Um dos principais motores da economia dos EUA tem sido o desempenho favorável dos mercados acionistas, particularmente as valorizações do S&P 500 e do Nasdaq, bem como os défices orçamentais, espelhando uma política fiscal expansionista. No entanto, o índice LEI (Leading Economic Index), que mede os Indicadores Económicos Avançados dos EUA, mantém uma tendência de descida desde dezembro de 2021. Este índice, composto por 10 indicadores, apresenta a maioria dos seus componentes em níveis negativos, com poucas exceções.

 

 

Entre estas, destaca-se o desempenho positivo do S&P 500, que impede o LEI de apresentar resultados ainda mais negativos. Este cenário reforça a perceção de que a economia norte-americana opera a duas velocidades: o setor tecnológico, que continua a prosperar, e os restantes setores, que enfrentam relativas dificuldades.

 

 

Outro indicador relevante é a regra de Sahm, atualmente em +0,43 pontos percentuais.

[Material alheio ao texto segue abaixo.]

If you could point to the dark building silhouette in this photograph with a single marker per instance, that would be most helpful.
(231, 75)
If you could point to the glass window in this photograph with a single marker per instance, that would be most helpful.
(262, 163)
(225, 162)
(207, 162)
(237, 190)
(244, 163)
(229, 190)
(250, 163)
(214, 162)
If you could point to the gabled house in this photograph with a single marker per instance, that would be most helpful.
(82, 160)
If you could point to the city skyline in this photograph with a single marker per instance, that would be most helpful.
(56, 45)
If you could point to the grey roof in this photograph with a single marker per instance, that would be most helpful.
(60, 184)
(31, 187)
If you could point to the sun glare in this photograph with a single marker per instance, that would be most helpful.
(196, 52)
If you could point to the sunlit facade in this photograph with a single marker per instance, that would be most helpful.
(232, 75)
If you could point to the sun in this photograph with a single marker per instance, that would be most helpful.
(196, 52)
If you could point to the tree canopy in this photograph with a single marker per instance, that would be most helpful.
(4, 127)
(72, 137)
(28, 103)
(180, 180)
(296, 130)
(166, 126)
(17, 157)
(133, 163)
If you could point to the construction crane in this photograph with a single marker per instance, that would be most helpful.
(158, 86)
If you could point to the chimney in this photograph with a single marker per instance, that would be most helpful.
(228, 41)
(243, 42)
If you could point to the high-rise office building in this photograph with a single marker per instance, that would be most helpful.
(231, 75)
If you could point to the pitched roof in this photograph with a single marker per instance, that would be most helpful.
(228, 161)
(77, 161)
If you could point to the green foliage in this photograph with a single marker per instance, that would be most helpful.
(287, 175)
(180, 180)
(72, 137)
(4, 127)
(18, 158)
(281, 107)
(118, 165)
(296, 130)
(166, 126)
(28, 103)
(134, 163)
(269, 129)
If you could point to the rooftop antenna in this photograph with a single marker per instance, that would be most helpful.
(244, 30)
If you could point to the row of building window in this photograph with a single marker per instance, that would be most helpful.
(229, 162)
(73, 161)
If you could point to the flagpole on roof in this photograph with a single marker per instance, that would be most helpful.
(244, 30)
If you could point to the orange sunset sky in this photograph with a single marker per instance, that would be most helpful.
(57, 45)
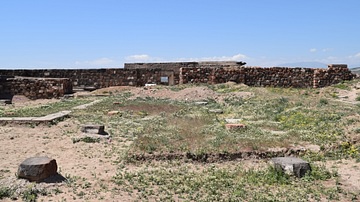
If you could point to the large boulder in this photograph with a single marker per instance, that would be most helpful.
(37, 168)
(292, 165)
(93, 129)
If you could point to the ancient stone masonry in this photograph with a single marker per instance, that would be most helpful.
(36, 88)
(274, 76)
(139, 74)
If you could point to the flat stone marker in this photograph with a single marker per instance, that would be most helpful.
(37, 168)
(6, 101)
(93, 129)
(201, 103)
(233, 120)
(234, 126)
(216, 111)
(292, 165)
(110, 113)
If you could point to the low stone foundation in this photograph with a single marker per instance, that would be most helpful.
(274, 76)
(36, 88)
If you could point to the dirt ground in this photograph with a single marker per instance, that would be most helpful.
(93, 165)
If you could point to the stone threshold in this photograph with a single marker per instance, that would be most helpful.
(42, 119)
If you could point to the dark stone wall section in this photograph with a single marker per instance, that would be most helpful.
(48, 83)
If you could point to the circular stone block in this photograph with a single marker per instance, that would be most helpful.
(292, 166)
(37, 168)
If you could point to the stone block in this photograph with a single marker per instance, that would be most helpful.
(37, 168)
(292, 166)
(110, 113)
(234, 126)
(216, 111)
(93, 129)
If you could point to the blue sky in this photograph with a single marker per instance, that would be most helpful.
(108, 33)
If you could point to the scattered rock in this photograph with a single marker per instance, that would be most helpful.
(201, 103)
(233, 120)
(93, 129)
(89, 88)
(216, 111)
(292, 165)
(37, 168)
(5, 101)
(110, 113)
(234, 126)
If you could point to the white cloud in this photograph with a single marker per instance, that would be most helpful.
(327, 49)
(141, 57)
(96, 62)
(217, 58)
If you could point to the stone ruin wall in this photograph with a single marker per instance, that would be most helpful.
(99, 78)
(273, 76)
(36, 88)
(138, 74)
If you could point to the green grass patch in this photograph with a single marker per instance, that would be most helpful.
(43, 110)
(227, 184)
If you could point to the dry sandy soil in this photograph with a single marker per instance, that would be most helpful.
(92, 166)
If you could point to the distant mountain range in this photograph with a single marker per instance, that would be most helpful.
(304, 64)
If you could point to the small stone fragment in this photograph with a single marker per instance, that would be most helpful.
(292, 166)
(233, 120)
(93, 129)
(37, 168)
(110, 113)
(201, 103)
(216, 111)
(233, 126)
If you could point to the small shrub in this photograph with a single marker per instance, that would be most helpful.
(86, 139)
(5, 192)
(323, 101)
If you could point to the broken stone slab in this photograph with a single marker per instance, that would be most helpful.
(233, 120)
(292, 166)
(89, 88)
(216, 111)
(201, 103)
(5, 101)
(36, 169)
(234, 126)
(93, 129)
(110, 113)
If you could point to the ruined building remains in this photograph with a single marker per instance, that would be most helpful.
(49, 83)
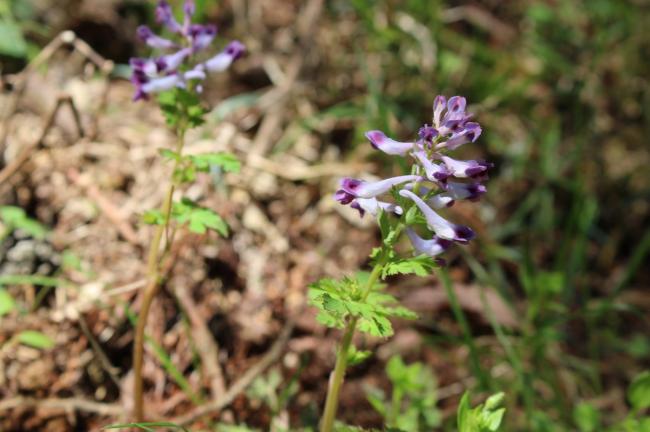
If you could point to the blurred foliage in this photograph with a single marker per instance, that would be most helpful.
(411, 406)
(561, 90)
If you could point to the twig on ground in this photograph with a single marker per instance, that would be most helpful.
(203, 341)
(66, 404)
(240, 385)
(111, 370)
(112, 213)
(64, 38)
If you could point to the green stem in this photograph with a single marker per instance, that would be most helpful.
(464, 326)
(150, 290)
(336, 379)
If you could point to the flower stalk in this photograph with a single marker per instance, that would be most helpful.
(152, 287)
(406, 203)
(338, 374)
(176, 77)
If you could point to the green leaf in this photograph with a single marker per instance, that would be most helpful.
(153, 217)
(35, 339)
(12, 42)
(421, 265)
(170, 155)
(147, 426)
(464, 415)
(16, 218)
(639, 391)
(377, 325)
(7, 302)
(226, 161)
(356, 357)
(586, 417)
(199, 219)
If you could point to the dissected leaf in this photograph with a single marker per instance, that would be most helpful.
(35, 339)
(226, 161)
(7, 302)
(153, 217)
(639, 391)
(421, 265)
(356, 356)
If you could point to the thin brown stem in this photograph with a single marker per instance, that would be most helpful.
(150, 290)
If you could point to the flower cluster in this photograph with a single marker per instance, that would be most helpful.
(178, 68)
(437, 180)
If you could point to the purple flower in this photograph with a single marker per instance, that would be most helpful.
(188, 11)
(434, 172)
(177, 69)
(201, 36)
(439, 104)
(171, 62)
(432, 247)
(364, 189)
(380, 141)
(450, 129)
(427, 134)
(436, 223)
(165, 16)
(470, 133)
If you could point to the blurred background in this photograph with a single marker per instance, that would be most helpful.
(554, 291)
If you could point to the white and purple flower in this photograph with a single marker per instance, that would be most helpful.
(430, 186)
(165, 72)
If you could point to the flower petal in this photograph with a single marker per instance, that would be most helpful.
(432, 247)
(434, 172)
(153, 40)
(364, 189)
(380, 141)
(466, 169)
(441, 226)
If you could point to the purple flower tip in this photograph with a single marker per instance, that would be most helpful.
(343, 197)
(143, 32)
(427, 133)
(375, 138)
(235, 49)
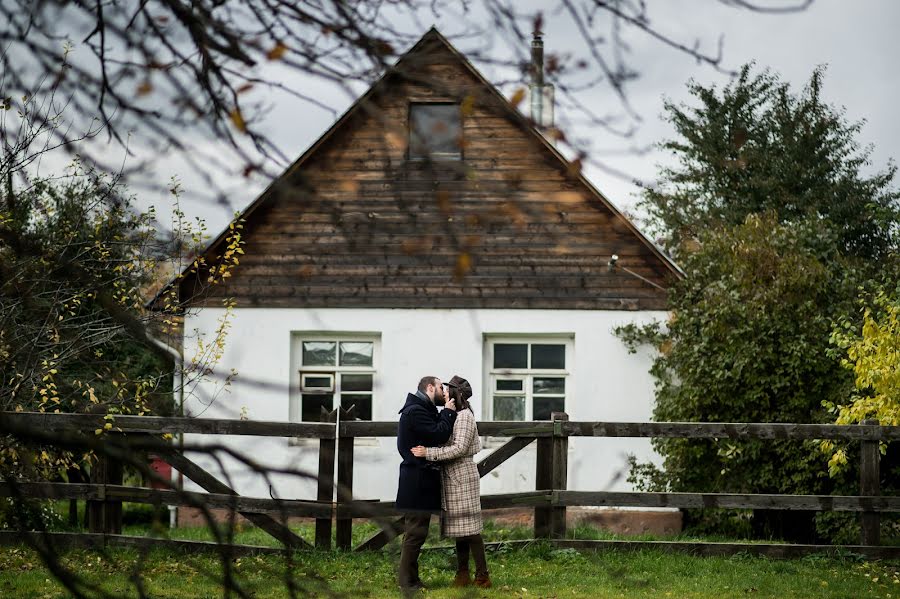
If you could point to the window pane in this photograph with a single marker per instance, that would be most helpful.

Segundo esta métrica, quando a média da taxa de desemprego dos últimos três meses excede em meio ponto percentual a taxa mais baixa dos últimos 12 meses, isso é um sinal de recessão. Adicionalmente, a Reserva Federal de Nova Iorque estima uma probabilidade de 33% de recessão até ao final de 2025, de acordo com o spread entre o rendimento do tesouro a 10 anos e a yield dos bilhetes do tesouro a três meses.

 

 

Além disso, se a diferença entre o rendimento do tesouro dos EUA a 10 anos e a 2 anos aumentar, alcançando, por exemplo, 1%, isso pode indicar que a Reserva Federal já começou a cortar as taxas de juro para evitar uma recessão (uma postura que tende a reduzir os rendimentos a 2 anos) ou que o agravamento das contas públicas dos EUA está a pressionar os rendimentos a 10 anos em alta.

 

 

Por outro lado, enquanto a taxa de juro overnight garantida por títulos de dívida pública dos EUA (Secured Overnight Financing Rate, SOFR) se mantiver dentro do intervalo das Fed Funds Rate, não há motivos de preocupação. Desvios pontuais, como os observados no final de meses, trimestres ou anos, também não apontam necessariamente para problemas de liquidez. Contudo, desvios frequentes fora do intervalo em dias regulares ou uma queda significativa nos volumes negociados podem sinalizar dificuldades de liquidez. Esse seria um sinal de alerta importante, com elevada probabilidade de impactar a economia e precipitar uma correção no S&P 500.